Covariant Lyapunov vectors

TL;DR

This paper reviews the theory and computation of covariant Lyapunov vectors (CLVs), demonstrating their use in analyzing hyperbolicity deviations in chaotic systems through algorithms and numerical experiments.

Contribution

It provides a detailed description of a dynamical algorithm for computing CLVs, analyzes its convergence and performance, and illustrates their application in chaotic system analysis.

Findings

The algorithm converges exponentially in time.

CLVs effectively quantify deviations from hyperbolicity.

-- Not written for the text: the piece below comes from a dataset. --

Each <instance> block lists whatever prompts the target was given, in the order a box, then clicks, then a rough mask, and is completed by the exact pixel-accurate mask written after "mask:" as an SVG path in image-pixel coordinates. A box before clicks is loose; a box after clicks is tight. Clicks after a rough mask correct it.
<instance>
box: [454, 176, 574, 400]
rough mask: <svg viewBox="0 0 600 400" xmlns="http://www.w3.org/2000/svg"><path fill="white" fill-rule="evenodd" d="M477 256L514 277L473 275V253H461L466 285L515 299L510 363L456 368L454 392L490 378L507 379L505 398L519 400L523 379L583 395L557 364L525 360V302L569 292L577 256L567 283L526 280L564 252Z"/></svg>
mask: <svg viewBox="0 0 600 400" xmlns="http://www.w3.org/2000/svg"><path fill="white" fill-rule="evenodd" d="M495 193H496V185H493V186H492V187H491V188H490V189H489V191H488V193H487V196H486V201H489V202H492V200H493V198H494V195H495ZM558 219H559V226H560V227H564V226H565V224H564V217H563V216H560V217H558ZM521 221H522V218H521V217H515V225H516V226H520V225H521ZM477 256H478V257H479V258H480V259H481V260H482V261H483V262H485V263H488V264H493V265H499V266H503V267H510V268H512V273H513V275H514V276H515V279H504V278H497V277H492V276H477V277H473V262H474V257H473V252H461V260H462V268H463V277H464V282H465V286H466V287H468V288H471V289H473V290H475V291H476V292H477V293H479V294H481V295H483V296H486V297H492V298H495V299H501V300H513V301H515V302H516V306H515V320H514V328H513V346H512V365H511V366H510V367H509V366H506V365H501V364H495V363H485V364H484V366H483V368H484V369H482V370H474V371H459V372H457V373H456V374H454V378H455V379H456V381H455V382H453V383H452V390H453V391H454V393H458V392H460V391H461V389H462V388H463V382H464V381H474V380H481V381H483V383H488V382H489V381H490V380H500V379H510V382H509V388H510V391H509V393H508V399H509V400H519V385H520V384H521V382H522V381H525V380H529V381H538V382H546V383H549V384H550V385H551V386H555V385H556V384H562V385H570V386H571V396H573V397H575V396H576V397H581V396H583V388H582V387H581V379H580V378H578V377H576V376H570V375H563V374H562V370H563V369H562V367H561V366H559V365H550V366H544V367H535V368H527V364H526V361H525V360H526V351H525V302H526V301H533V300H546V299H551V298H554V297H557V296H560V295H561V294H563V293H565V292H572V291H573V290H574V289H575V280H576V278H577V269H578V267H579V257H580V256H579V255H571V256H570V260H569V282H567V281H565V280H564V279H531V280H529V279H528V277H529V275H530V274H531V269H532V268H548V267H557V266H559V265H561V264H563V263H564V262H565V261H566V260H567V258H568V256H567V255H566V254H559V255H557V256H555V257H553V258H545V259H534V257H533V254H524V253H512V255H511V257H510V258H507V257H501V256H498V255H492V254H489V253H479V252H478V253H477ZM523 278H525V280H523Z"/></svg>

Numerical comparisons show the algorithm's efficiency.

Abstract

The recent years have witnessed a growing interest for covariant Lyapunov vectors (CLVs) which span local intrinsic directions in the phase space of chaotic systems. Here we review the basic results of ergodic theory, with a specific reference to the implications of Oseledets' theorem for the properties of the CLVs. We then present a detailed description of a "dynamical" algorithm to compute the CLVs and show that it generically converges exponentially in time. We also discuss its numerical performance and compare it with other algorithms presented in literature. We finally illustrate how CLVs can be used to quantify deviations from hyperbolicity with reference to a dissipative system (a chain of H\'enon maps) and a Hamiltonian model (a Fermi-Pasta-Ulam chain).